Meinung

Alkoholverbot: Eine frisierte SPÖ-Studie als Sittenbild der Politik

Am gestrigen Montag postete die Wiener SPÖ auf Facebook: "In Wien setzen wir auf Fakten anstatt auf Fake News."

Nur wenige Stunden später hatte die Partei einen handfesten Datenskandal am Hals.

Denn als nichts anderes ist der Versuch der rot-grünen Wiener Stadtregierung, die Umfrageergebnisse zum Alkoholverbot am Praterstern zu frisieren, zu werten. Wie der Standard herausgefunden hat, hat sich die SPÖ die Evaluierung zum umstrittenen Verbot schöngerechnet.

Durch Zahlentricks wurden aus rund 51 Prozent Zustimmung zum Alkoholverbot plötzlich 68 Prozent. Wie man das gemacht hat?
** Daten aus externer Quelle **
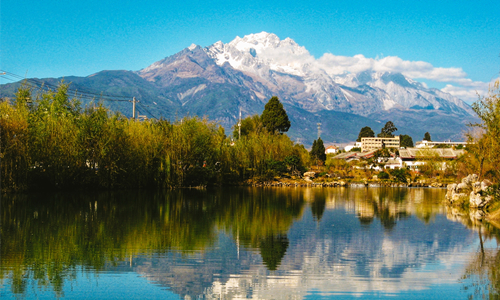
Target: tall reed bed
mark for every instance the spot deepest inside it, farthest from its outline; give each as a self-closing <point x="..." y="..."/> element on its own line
<point x="49" y="141"/>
Man hielt die Originalstudie unter Verschluss, ließ die "Weiß nicht"-Stimmen einfach unter den Tisch fallen und rechnete das Ergebnis neu durch.

Schon wurde aus einem ambivalenten Ergebnis, das der SPÖ wohl Debatten über die Sinnhaftigkeit ihrer Maßnahme eingebrachte hätte, ein herzeigbarer Polit-Erfolg.

Michael Ludwig, der mit dem Alkoholverbot in seine Amtszeit als roter Bürgermeister startete, lag das Thema am Herzen. Man wollte sich gegen die damals noch starke FPÖ als soziale Law-and-Order-Partei positionieren.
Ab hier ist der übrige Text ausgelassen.